O objectivo fundamental deste estudo é, portanto, identificar, descrever e compreender como se caracteriza a utilização das tecnologias por futuros professores de Matemática, a realizarem o seu estágio pedagógico no ensino secundário, no ano lectivo de 2003/2004, época em que estas são consideradas indispensáveis no processo de ensino/aprendizagem. O uso obrigatório da calculadora gráfica, em particular, é uma determinação que aparece reforçada pelo facto de se considerar imprescindível a sua utilização no exame nacional de Matemática do 12º ano.

O contexto de formação no qual cada um dos estagiários se vai integrar, irá merecer, neste trabalho, uma particular atenção. Cada escola tem o seu projecto educativo, a sua dinâmica, um determinado tecido cultural. Mas existem outros aspectos que as diferenciam: os recursos materiais, os equipamentos e espaços físicos, o maior ou menor empenhamento e a dedicação dos professores da sua escola e do grupo disciplinar. Estes são alguns dos factores com os quais o estagiário se vai confrontar e que irão

influenciar a sua formação e o seu desenvolvimento como professor de Matemática, incluindo a sua perspectiva das vantagens e potencialidades das tecnologias e do seu uso na sala de aula com alunos do ensino secundário.

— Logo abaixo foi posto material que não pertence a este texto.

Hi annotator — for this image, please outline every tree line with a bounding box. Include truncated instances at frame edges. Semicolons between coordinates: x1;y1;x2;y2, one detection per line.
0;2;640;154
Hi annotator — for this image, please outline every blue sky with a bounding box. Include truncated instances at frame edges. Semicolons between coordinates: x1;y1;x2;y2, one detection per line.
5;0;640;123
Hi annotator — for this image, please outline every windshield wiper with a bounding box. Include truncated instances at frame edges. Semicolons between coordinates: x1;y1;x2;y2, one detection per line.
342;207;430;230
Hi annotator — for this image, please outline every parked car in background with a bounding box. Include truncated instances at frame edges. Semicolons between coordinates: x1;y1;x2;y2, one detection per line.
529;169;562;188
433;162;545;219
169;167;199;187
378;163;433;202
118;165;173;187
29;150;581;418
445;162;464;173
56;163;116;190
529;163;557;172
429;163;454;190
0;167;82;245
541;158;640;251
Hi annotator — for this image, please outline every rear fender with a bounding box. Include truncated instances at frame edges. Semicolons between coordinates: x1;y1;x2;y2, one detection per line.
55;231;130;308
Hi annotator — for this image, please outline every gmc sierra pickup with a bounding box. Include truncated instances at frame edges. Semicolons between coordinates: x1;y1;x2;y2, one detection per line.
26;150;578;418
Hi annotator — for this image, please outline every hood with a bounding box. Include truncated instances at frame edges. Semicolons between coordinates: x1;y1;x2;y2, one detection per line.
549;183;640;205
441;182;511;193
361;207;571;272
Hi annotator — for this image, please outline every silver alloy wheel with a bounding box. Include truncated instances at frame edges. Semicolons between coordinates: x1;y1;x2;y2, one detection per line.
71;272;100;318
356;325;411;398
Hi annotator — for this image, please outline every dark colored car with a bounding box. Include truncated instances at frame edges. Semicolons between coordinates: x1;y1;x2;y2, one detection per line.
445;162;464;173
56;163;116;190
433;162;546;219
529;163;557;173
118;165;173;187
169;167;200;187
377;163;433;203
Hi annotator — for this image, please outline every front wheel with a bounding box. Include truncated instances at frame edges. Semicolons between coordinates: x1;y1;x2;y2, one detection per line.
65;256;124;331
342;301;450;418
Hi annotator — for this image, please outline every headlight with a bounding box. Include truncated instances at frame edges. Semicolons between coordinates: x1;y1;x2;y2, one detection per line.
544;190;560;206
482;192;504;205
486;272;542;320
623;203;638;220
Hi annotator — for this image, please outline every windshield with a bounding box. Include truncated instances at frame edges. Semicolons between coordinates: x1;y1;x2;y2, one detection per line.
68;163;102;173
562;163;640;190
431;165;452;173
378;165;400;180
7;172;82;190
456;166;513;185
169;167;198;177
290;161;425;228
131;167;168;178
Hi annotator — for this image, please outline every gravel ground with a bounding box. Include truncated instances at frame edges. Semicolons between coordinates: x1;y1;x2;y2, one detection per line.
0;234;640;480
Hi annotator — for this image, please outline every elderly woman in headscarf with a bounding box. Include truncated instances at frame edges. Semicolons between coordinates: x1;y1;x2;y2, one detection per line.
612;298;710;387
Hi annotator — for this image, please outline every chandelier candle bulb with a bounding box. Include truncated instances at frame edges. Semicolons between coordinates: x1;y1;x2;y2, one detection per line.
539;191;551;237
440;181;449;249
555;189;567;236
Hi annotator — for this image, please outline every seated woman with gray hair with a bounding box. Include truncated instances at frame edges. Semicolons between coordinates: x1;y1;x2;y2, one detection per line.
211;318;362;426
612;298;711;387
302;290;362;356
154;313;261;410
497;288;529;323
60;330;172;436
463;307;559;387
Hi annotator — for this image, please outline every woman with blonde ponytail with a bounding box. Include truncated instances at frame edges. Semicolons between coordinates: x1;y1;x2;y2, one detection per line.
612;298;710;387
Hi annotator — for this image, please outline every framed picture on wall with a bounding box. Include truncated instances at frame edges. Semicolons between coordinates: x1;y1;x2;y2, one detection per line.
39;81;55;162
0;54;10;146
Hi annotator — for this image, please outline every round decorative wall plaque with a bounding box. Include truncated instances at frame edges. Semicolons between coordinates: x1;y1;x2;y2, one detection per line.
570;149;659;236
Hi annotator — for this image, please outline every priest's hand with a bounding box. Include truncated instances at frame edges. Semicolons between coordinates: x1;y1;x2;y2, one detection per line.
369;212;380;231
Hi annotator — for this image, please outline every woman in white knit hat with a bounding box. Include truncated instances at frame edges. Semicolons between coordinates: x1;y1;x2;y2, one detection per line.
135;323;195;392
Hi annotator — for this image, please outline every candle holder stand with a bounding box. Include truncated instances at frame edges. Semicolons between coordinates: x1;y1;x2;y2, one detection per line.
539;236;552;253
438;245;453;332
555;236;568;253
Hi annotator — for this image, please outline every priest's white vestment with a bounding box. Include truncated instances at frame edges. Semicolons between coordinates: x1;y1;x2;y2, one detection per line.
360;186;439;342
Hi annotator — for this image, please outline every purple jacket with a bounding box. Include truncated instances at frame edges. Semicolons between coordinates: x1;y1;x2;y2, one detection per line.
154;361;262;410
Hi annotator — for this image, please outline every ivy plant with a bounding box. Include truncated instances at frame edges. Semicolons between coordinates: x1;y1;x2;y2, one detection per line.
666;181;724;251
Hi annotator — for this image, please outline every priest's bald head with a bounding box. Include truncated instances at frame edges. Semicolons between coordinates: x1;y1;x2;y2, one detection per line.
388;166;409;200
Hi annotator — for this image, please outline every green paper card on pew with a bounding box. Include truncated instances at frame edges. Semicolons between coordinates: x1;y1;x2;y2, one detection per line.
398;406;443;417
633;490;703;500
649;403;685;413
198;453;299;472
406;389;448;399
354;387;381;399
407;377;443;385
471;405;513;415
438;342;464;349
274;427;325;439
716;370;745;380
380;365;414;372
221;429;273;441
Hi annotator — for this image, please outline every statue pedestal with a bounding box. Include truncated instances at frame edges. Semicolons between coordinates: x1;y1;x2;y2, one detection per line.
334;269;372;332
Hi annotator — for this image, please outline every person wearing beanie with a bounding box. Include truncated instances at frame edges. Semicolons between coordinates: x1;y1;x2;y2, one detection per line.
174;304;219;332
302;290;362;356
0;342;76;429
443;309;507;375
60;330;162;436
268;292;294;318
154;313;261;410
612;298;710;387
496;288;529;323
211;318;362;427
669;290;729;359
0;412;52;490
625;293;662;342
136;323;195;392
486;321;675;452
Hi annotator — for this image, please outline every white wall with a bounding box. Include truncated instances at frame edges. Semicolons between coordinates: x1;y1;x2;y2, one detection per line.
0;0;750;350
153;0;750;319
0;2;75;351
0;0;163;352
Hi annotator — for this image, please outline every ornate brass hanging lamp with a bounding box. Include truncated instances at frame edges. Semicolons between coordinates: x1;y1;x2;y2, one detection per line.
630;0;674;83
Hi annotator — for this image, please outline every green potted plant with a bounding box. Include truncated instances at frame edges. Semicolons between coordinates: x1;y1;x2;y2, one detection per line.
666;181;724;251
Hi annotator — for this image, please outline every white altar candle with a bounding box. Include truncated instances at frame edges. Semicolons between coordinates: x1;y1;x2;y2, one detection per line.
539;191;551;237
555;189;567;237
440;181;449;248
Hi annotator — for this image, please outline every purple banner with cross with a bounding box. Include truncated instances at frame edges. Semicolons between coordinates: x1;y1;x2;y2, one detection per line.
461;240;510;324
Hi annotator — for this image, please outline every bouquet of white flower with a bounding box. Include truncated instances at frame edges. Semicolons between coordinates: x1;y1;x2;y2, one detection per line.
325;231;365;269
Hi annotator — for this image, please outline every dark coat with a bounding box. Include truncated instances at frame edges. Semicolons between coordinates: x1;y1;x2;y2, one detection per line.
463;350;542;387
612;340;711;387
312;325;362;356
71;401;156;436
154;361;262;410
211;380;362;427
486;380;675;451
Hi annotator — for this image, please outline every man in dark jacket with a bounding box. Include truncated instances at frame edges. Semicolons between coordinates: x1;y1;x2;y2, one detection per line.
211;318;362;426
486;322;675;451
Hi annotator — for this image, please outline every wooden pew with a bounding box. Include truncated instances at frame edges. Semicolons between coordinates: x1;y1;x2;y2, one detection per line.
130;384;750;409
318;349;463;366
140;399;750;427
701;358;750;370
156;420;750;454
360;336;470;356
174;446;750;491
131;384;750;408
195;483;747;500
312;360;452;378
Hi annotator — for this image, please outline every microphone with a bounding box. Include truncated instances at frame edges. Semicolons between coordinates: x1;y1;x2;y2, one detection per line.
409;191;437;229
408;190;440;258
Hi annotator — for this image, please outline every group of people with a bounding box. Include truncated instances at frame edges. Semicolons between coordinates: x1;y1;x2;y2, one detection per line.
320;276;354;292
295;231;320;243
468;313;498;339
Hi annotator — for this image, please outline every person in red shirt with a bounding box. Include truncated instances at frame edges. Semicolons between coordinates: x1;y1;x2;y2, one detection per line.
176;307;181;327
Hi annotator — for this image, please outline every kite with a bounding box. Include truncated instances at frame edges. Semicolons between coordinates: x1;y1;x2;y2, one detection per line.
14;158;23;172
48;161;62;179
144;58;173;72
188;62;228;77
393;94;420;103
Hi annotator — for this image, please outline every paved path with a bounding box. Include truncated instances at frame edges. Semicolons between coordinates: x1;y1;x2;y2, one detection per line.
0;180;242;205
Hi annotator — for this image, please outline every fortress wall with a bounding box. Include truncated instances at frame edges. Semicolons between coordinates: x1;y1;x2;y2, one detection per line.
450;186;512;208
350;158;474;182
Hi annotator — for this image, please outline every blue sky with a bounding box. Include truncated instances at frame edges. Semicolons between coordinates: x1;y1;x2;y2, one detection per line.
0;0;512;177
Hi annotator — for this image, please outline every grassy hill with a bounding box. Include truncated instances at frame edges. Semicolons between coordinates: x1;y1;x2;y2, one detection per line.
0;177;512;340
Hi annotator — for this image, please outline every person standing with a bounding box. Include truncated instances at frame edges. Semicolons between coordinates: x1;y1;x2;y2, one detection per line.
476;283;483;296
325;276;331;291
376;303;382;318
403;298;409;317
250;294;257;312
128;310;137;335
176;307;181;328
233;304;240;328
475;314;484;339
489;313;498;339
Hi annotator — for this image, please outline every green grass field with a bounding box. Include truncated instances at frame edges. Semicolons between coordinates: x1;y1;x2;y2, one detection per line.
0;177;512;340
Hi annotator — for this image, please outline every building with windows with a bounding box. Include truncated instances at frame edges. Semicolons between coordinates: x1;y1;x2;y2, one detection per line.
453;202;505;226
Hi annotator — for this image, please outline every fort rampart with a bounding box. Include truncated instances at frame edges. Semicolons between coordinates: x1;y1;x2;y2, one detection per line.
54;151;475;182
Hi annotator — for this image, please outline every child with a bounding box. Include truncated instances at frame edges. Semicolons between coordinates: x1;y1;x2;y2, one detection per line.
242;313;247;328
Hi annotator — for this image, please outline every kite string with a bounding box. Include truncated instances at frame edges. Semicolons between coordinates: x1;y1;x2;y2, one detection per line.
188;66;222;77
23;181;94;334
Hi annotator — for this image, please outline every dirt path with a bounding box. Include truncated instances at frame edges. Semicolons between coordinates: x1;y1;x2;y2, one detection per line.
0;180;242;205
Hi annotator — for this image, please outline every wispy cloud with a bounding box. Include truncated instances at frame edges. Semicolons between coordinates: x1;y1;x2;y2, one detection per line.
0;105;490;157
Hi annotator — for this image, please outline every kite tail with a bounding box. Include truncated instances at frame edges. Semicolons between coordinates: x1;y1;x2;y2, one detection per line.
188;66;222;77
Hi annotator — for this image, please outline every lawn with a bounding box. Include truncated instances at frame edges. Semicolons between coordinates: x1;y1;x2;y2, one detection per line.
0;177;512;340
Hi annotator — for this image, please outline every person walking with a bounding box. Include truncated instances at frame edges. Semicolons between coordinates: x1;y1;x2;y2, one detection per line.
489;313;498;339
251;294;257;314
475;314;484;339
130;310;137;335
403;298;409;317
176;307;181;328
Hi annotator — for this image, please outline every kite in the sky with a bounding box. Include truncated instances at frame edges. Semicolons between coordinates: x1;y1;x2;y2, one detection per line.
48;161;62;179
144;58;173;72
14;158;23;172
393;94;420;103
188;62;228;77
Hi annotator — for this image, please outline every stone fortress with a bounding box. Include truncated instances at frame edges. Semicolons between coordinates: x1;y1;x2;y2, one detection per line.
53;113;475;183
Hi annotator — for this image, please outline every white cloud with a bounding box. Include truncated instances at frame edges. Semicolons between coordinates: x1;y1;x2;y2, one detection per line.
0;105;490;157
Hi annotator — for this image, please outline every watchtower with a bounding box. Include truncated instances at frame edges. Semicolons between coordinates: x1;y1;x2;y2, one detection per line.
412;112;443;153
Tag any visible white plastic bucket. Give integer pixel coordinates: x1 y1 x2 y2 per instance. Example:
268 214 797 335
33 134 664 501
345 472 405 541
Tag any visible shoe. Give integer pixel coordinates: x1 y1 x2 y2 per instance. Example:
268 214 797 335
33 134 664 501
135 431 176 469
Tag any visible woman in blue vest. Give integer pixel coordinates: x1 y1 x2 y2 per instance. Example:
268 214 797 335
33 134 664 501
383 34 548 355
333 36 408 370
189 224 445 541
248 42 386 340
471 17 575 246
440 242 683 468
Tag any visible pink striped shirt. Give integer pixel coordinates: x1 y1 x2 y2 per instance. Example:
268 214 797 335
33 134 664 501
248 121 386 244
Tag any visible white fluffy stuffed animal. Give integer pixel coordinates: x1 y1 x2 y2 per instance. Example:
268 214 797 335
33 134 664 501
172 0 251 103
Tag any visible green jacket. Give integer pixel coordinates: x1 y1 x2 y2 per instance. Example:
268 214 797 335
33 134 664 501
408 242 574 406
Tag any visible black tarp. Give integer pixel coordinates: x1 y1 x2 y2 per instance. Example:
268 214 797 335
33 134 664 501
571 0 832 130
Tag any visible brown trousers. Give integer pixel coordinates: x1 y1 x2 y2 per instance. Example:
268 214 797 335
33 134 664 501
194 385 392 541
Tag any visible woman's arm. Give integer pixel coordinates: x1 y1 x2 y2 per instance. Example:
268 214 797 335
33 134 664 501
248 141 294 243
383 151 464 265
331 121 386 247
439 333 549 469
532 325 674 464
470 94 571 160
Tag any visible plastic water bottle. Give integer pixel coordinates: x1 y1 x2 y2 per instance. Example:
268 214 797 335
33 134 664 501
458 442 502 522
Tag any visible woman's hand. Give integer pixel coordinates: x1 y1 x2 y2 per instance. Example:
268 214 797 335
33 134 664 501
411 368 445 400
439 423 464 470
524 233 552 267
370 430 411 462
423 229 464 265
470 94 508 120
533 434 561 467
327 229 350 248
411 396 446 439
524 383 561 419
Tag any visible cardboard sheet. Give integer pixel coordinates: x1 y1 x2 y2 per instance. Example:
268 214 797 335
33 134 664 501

A veemência que pretendo dar aos contextos da prática dos estagiários prende- se com uma forma de olhar para os processos de aprendizagem como participação, numa perspectiva sócio-cultural. Oliveira (2004) retira como evidência da sua investigação que a formação inicial e os contextos em que se desenrola a prática do futuro professor têm um papel interactivo na construção da forma de ser professor. Tornar-se professor é um processo complexo, de natureza eminentemente social em que “as pessoas contam, os contextos contam, os acontecimentos contam e, como resultado, os professores mudam” (Bullough, 1997, p.92, citado por Oliveira, 2004).